Here I will agree and disagree with Lind.

He’s absolutely correct about the “formalized” process being obstructive to clear thinking and negative toward new ideas that question comfortable assertions. The effect that would be derived here in such a hierarchical setting is the construction and continual affirmation of the official ” box” in which all thoughts must occur – exactly the opposite of the brainstorming, horizontal thinking, informed speculation and analytical challenges to sacred cow premises required for an insight-generating, creative, debate. The likely end-product from this kind of process would be group-think and increased isolation since the social incentives would be built-in to make potential options narrower ( “safer”), rather than broader (“risky”).

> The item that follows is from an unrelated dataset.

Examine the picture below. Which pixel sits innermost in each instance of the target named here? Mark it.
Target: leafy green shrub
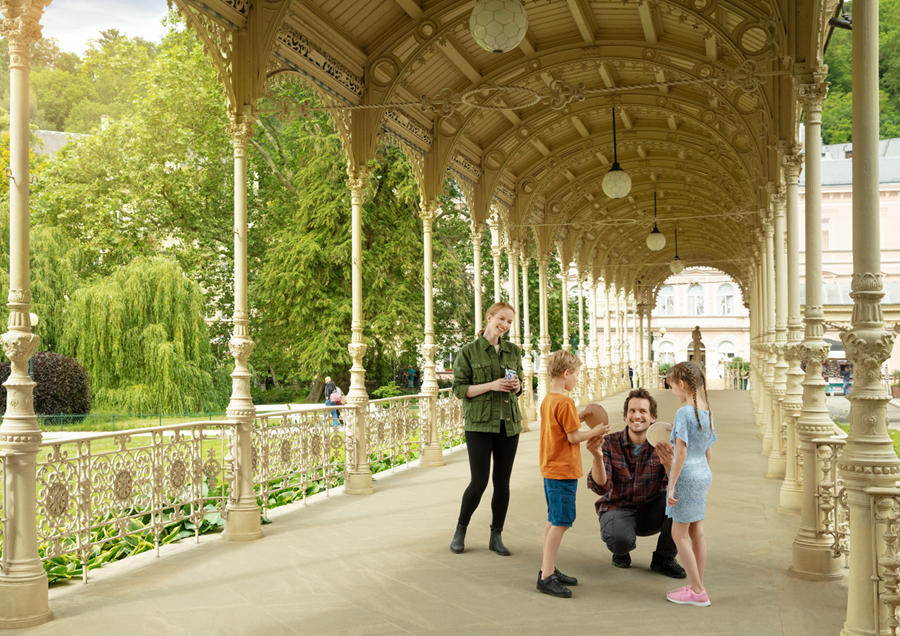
(62, 387)
(388, 390)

On the other hand, Lind is putting far too much emphasis on Powerpoint as a cause of the lack of innovative thinking. Powerpoint has its strengths and weaknesses like any other tool or format for the presentation of ideas. Plenty of mediocre, muddled, empty or damn fool ideas have been committed to paper or were presented orally and were nonetheless considered persuasive by virtue of their eloquence. Bad powerpoint briefs might still easily be translated into bad journal articles and we’d be no better off. The failure in either case stems from a failure to think effectively and an undue passivity on the part of the audience that should approach orthodox ideas of their institutional ” received culture” with as much skepticism as they do new ones.